The sector, already reeling from huge fuel price rises in 2005, could be about to face even more testing times, said Tony Mitchell, managing director of Warwick-based Cranfield Recovery.

Mr Mitchell's views were echoed by the Road Haulage Association, which represents many of the estimated 100,000 people who work in the Midland logistics industry.

* Tell us your view on this story. Get in touch by email , messageboard or by sending a web letter to the editor *

Mr Mitchell said: "The rise in fuel prices has brought great pressure on the sector and it has been a very hard year.

"Fuel represents around 30 per cent of an operator's costs, so it has had a huge impact. Statutory changes in working hours and driver management have added to the problems.

"To top that, the influx of foreign lorries is also having a huge impact. There are 10,000 foreign vehicles working in the UK every day and they are, with the odd exception, exempt from charges and taxes because they bring their fuel with them.

"Hauliers, large and small, play a huge role in the logistics operation of high street stores and I am concerned that the downturn in retail which is forecast to see several high-profile victims once the sales have finished will be very bad news for the industry."

Mike Farmer, regional director of the RHA, said the Midland industry was facing a particularly tough time.

He said: "We are expecting a hard 2006. Margins are always tight - an average of three per cent - and they are going to be squeezed even more.

"With shops buying less stock, it is going to have a knock-on effect for many firms. I can see an increase in many of the smaller firms saying enough is enough and packing up."

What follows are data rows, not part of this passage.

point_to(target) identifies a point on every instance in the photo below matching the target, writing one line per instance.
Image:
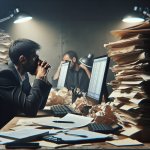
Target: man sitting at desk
(78, 74)
(16, 94)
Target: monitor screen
(62, 75)
(97, 83)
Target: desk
(95, 145)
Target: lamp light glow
(21, 19)
(131, 19)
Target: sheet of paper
(24, 127)
(51, 144)
(125, 142)
(30, 121)
(117, 93)
(5, 140)
(130, 131)
(21, 134)
(78, 121)
(76, 135)
(127, 107)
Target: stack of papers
(132, 74)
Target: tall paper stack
(131, 93)
(5, 41)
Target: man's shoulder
(4, 68)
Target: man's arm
(86, 70)
(56, 75)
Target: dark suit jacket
(17, 97)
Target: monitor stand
(105, 95)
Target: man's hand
(86, 70)
(42, 69)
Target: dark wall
(61, 25)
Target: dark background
(61, 25)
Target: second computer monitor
(62, 75)
(97, 83)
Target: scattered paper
(130, 131)
(5, 140)
(125, 142)
(77, 121)
(24, 127)
(51, 144)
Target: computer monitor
(62, 75)
(97, 85)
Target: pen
(59, 121)
(84, 136)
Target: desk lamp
(18, 16)
(87, 60)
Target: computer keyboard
(103, 128)
(62, 110)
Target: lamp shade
(22, 17)
(133, 17)
(87, 60)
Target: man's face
(67, 58)
(31, 64)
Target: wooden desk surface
(95, 145)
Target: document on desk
(125, 142)
(25, 135)
(75, 136)
(67, 122)
(5, 140)
(30, 121)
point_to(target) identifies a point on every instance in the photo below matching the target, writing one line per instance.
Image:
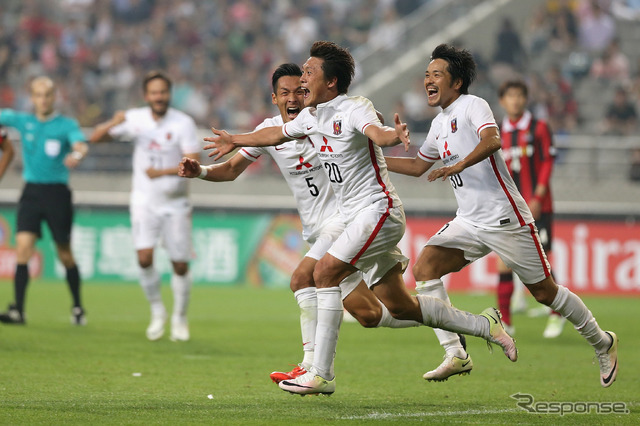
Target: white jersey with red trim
(160, 145)
(301, 168)
(486, 194)
(354, 165)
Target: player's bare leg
(328, 273)
(433, 263)
(304, 291)
(570, 306)
(434, 312)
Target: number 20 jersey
(486, 194)
(301, 168)
(354, 164)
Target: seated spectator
(612, 65)
(597, 28)
(621, 118)
(634, 171)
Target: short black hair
(338, 63)
(513, 84)
(152, 75)
(461, 64)
(282, 71)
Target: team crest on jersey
(326, 146)
(303, 163)
(337, 127)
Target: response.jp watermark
(528, 403)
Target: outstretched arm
(389, 136)
(224, 172)
(408, 166)
(101, 132)
(489, 144)
(7, 155)
(223, 143)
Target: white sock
(388, 321)
(308, 303)
(181, 286)
(448, 340)
(329, 319)
(150, 282)
(436, 313)
(573, 309)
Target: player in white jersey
(347, 136)
(492, 215)
(160, 208)
(318, 210)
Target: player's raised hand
(221, 144)
(189, 167)
(402, 131)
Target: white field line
(385, 415)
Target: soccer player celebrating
(317, 206)
(492, 215)
(160, 208)
(347, 136)
(51, 145)
(528, 151)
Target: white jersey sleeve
(486, 194)
(364, 115)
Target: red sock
(505, 290)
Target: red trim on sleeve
(364, 127)
(481, 128)
(506, 191)
(427, 157)
(246, 152)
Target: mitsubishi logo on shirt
(303, 163)
(326, 146)
(446, 153)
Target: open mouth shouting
(292, 112)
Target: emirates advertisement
(589, 257)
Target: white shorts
(520, 249)
(170, 227)
(369, 241)
(328, 232)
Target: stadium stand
(97, 49)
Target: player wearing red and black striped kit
(527, 146)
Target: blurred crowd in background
(221, 54)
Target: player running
(527, 146)
(159, 207)
(492, 215)
(347, 136)
(318, 210)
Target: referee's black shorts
(48, 202)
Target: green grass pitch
(108, 373)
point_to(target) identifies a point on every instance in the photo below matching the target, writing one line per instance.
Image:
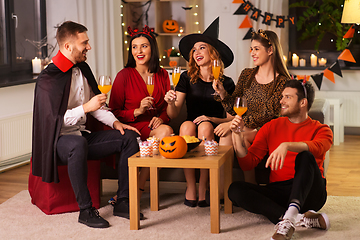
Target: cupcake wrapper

Dylan Kent, managing director of Warwickshire haulage and warehousing firm, Draycote Continentale, said the sector was facing more pressures than before.

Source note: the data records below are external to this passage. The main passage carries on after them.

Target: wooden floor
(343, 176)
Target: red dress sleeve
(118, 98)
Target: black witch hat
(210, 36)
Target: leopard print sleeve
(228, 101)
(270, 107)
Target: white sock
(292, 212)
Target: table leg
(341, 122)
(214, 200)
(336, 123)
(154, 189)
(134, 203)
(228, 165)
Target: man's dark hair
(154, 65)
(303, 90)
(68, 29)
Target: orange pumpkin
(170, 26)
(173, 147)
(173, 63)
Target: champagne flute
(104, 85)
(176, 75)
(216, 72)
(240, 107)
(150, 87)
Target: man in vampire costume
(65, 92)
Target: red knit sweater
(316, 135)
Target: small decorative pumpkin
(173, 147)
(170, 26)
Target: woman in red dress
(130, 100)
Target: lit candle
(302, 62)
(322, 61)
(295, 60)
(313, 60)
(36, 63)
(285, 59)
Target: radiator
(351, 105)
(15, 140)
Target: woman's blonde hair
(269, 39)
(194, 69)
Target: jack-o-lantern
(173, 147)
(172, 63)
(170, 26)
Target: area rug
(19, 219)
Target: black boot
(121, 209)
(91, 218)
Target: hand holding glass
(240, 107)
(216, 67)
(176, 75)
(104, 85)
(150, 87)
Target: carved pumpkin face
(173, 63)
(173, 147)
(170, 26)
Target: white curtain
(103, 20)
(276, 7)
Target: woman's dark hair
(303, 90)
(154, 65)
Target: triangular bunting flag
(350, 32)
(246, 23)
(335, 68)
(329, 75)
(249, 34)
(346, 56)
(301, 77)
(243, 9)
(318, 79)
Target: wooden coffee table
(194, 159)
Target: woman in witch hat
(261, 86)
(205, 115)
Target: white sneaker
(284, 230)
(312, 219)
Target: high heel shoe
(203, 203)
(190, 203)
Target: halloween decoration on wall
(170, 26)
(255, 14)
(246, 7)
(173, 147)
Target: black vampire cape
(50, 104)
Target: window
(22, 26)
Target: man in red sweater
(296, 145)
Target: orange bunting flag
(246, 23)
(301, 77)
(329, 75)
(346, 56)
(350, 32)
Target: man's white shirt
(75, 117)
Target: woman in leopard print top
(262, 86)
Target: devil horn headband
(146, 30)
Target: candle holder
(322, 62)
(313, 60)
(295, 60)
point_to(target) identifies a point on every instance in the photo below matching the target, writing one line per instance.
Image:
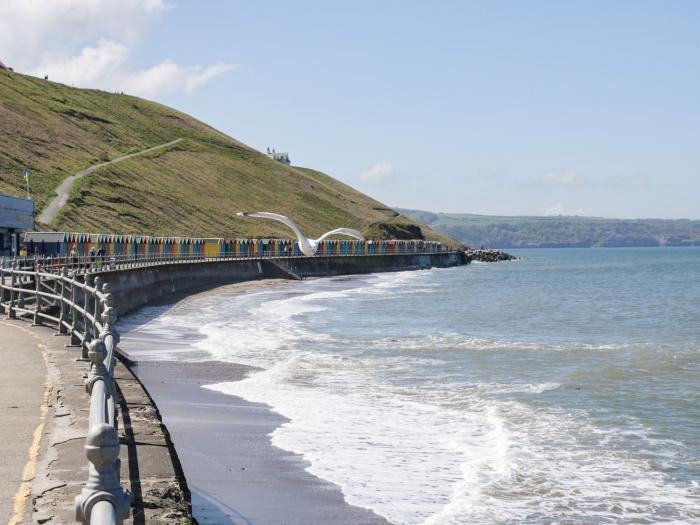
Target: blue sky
(478, 107)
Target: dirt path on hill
(63, 191)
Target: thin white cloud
(561, 178)
(86, 43)
(378, 174)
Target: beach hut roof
(45, 236)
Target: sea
(560, 388)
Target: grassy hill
(546, 232)
(194, 187)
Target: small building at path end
(16, 217)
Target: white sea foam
(443, 452)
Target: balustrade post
(37, 289)
(102, 450)
(74, 341)
(62, 276)
(87, 281)
(96, 302)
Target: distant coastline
(513, 232)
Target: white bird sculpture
(308, 246)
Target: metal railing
(81, 307)
(68, 293)
(84, 264)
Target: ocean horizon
(560, 388)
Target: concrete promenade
(44, 463)
(23, 396)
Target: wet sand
(234, 473)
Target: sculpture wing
(304, 243)
(342, 231)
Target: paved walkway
(43, 423)
(23, 408)
(63, 191)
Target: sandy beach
(234, 473)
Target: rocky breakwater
(489, 255)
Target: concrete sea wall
(139, 286)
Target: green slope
(194, 187)
(545, 232)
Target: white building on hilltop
(278, 156)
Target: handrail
(102, 501)
(36, 287)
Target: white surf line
(63, 191)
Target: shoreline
(233, 471)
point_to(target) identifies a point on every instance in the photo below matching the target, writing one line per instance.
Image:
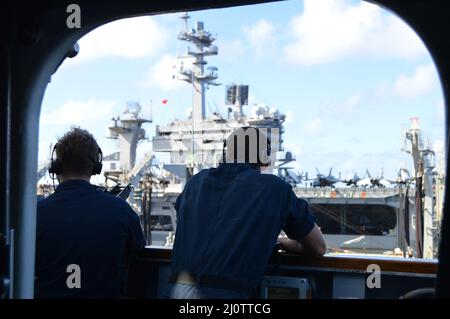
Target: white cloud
(290, 115)
(440, 109)
(261, 37)
(163, 73)
(328, 30)
(126, 38)
(78, 112)
(422, 81)
(315, 127)
(231, 50)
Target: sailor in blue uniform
(229, 219)
(85, 237)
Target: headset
(55, 164)
(259, 134)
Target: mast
(203, 46)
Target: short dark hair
(77, 152)
(248, 145)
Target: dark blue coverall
(229, 219)
(96, 231)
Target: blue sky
(348, 75)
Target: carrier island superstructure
(400, 220)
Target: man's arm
(312, 244)
(304, 236)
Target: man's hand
(312, 244)
(290, 245)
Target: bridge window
(351, 87)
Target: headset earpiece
(98, 165)
(55, 164)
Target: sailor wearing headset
(84, 237)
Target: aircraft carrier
(399, 220)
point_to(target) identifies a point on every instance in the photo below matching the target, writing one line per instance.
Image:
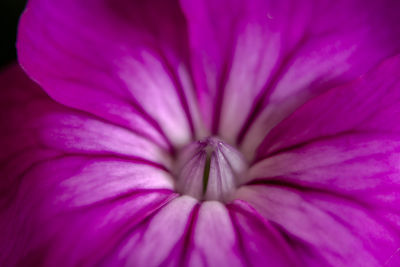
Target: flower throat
(209, 169)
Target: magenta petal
(260, 241)
(324, 229)
(369, 105)
(159, 241)
(66, 177)
(113, 60)
(259, 60)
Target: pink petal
(213, 239)
(69, 176)
(113, 60)
(261, 243)
(159, 241)
(257, 61)
(325, 229)
(369, 105)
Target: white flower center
(209, 170)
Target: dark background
(10, 10)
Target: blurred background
(10, 10)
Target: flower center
(209, 169)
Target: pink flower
(202, 133)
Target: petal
(254, 62)
(261, 243)
(160, 241)
(122, 65)
(369, 104)
(325, 229)
(213, 239)
(67, 176)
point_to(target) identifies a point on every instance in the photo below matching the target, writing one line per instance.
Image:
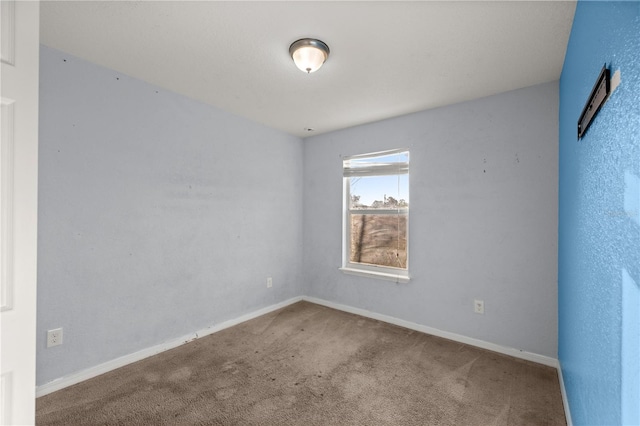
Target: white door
(18, 208)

"We run 37 vehicles travelling across the UK and Europe and there is no question that it will be a tough year for the industry. We pay higher fuel prices than any other European country because of the amount of tax which is levied by the Government and that means that, when other factors come into play, UK operators are hit more than most.

"We are fortunate because we are in a strong position but we know of others who are not so well placed and 2006 will be especially testing for them."

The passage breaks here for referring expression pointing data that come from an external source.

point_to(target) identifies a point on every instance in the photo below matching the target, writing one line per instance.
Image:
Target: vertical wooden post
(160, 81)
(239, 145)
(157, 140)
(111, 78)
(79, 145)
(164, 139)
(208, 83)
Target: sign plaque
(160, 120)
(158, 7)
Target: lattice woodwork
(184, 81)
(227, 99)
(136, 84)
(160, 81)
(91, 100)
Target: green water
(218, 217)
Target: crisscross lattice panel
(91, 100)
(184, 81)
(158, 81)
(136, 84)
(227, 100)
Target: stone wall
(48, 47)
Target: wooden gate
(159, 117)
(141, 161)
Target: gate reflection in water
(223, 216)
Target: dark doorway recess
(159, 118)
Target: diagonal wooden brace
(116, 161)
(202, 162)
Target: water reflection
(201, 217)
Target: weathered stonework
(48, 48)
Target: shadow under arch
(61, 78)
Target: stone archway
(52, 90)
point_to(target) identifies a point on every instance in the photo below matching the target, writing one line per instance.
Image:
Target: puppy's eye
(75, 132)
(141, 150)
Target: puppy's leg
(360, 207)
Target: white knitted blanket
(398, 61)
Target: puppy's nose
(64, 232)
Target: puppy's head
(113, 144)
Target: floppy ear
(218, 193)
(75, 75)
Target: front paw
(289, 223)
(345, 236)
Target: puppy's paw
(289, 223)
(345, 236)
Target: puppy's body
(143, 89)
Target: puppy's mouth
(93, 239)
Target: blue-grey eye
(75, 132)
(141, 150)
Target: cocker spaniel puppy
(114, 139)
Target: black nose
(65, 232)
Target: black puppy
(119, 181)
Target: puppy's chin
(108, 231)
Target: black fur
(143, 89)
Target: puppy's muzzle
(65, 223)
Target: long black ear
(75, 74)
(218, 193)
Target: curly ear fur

Mr Kent said the true cost of the Road Transport Directive, or Working Time Directive, which limits the amount of time drivers could spend on the road, had not yet been fully felt.

"Foreign competition will not be the only area of pressure on costs," he said. "As work becomes more scarce, UK operators themselves will be bidding against each other for work, and that too will see slim margins cut still further, and ultimately, some businesses will close rather than continue to compete for whatever work remains.

"Big organisations will also dictate what they are prepared to spend on transport and use foreign operators rates as a negotiating tool. Look at the supermarket chain Lidl - that contract has gone to a foreign operator rather than a UKbased business."